Numerous times he and I talked about everything he wrote in this article, published in Vital Christianity, July 5, 1981. I thought it appropriate as we approach Independence Day.
“America! The land of opportunity! Opportunity to start a new life. Opportunity to express our God-given freedoms.
“America is very special to me. These opportunities were very real to me. I have experienced the opportunity to start a new life. My parents chose the United States of America, the land of opportunity, as the place in which to live and work and rear their family.
“I was born in Italy and I am proud of my heritage; but I love America! My parents lived in Tricarico, Italy, a very poor, hilly southern village of about twenty thousand people. There were very few jobs and hardly any means to earn a living. My father, along with many others, sailed to America in 1909 to find work and save enough money to send for my mother and me.
“It was five years before we were able to join my father in America. Mother was about four months pregnant with me when my father left Italy, so the trip my mother and I took five years later was full of excitement! I was so young and had so much to look forward to. A new country, a new home, new friends and meeting my father for the first time was more than my young mind could comprehend.
“I remember vividly what I saw and how I felt when mother and I arrived in America. The immigration procedures were tiring and boring for me, but soon we were on our way to Decatur, Illinois, where my father had found work in a coal mine and a little place to start our home.
“I loved the scenery and all the sights as we traveled across country on an old steam engine train. The old-fashioned electric car we rode in from the train station in Decatur was another curious thing! I rode backwards, and the driver didn’t have a steering wheel. Can you imagine what must have been going through my mind? I was experiencing so many new things in such a short period of time. I loved my new home. I loved my father. I loved America. The words at the base of the Statue of Liberty have special meaning for me.
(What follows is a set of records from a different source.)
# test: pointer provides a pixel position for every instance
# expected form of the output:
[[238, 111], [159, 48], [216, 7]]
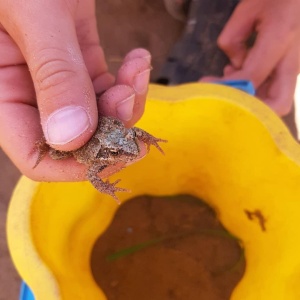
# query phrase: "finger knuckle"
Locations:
[[51, 70]]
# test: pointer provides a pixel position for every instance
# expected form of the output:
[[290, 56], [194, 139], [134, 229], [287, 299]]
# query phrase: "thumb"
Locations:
[[46, 35]]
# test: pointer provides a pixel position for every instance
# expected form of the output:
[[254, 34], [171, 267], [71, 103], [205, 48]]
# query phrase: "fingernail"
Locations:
[[66, 124], [125, 108], [141, 81]]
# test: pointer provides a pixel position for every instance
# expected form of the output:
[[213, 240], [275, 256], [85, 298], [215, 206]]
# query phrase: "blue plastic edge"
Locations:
[[25, 293], [244, 85]]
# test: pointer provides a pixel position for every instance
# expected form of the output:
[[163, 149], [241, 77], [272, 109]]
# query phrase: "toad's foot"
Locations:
[[104, 186], [148, 139]]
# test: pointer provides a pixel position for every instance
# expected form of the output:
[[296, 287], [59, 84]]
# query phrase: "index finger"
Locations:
[[268, 49]]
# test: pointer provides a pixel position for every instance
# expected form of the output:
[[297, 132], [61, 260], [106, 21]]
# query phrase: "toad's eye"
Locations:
[[113, 152]]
I experienced what America is all about.
‘Give me your tired, your poor,
‘Your huddled masses yearning to breathe free;
‘The wretched refuse of your teeming shore;
‘Send these, the homeless, tempest-tossed to me;
‘I lift my lamp beside the golden door!’
“As I began school and learned the history of the United States, I began to appreciate the new opportunities I gained living in America. I loved America more than ever!
“I shall never forget the day our family became United States citizens. My father and mother never attended school. Since they could not read or write, the court examiner permitted me to be my father’s interpreter even though I was only eleven years old. We all passed the tests and became American citizens on March 21, 1921. Ironically, that very day a new law went into effect requiring each alien to pass a personal test to obtain citizenship.
“The opportunity to start a new life in a new country was an exciting venture. But the opportunity to find salvation was the greatest experience of my life!”
Antonio added, “Blessed is the nation whose God is the Lord, the people whom he has chosen as his heritage” (Psalm 33:12).
Thanks, Tony, to you and your family for adding so much quality to the United States from your adopted home in Decatur, Illinois.